I never felt I didn’t know what to do when I’m out there because right away I jump into the painting. In the studio sometimes took me forever to get started. I could just sit there, stuff myself with snacks, listen to music and flip through some art books, but when I’m outside, it’s boom! Right into the game.
YL: I love that feeling. I like the changes and the unexpected distractions, because they keep me alert and sharp. I think of painting landscape similar as the jazz musicians playing together. They make decisions in a split second and improvise instinctively to what the other guys are playing. they listen and react to each other and get things going.
To me, painting landscape outside is a lot like that; it opens doors. I love the change and instability, they help me to make decisions about what’s next. I once painted with Lois Dodd in Vermont. She pulled out this little palette, squeezed little tiny dabs of paint on the palette and then pulled out this little stool and in a few second she started to paint. The sky started to get dark, There was a storm coming. I started to hurry and packing things up…she just sat there and kept painting and then she said to me don’t worry it will pass. It passed. Things like that happen all the time when you’re out there.
These things keep me surprised and make the work more personal and fresh, and not systematized.
LG: That’s a good point. When you’re painting outside is there a balance between what you’re looking at out in nature and then in your painting? Is there a point when you say okay I’ve gotten enough from looking now I need to focus more on the painting? How does that work for you?
YL: I think these two are really one thing; they’re so tied together, looking out and then looking in on the canvas. I try to make that switch as short as possible so I can put down my reaction at that second because that moment quickly goes away and change into my old habits or something else.
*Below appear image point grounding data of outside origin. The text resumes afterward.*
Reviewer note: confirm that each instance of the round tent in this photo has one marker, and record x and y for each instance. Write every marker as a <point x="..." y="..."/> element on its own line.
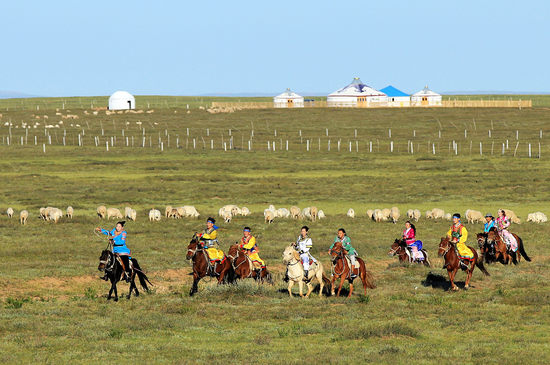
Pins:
<point x="426" y="97"/>
<point x="288" y="99"/>
<point x="122" y="100"/>
<point x="356" y="94"/>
Every painting comes out differently. Sometimes I stay in more representational manner because I feel I really got the character or something right there. Or the painting just works. However most times I don’t trust that feeling, I try to get past that point and dig harder into the painting, to find what it is really about. At a certain point the painting gets muddy and flat and I hit a wall. It bounces back instead of going deeper. Sometimes I find I am just repeating my own paintings. I have to paint through those moments, and look harder, I find the solution is always out there, the looking part leads to the clue.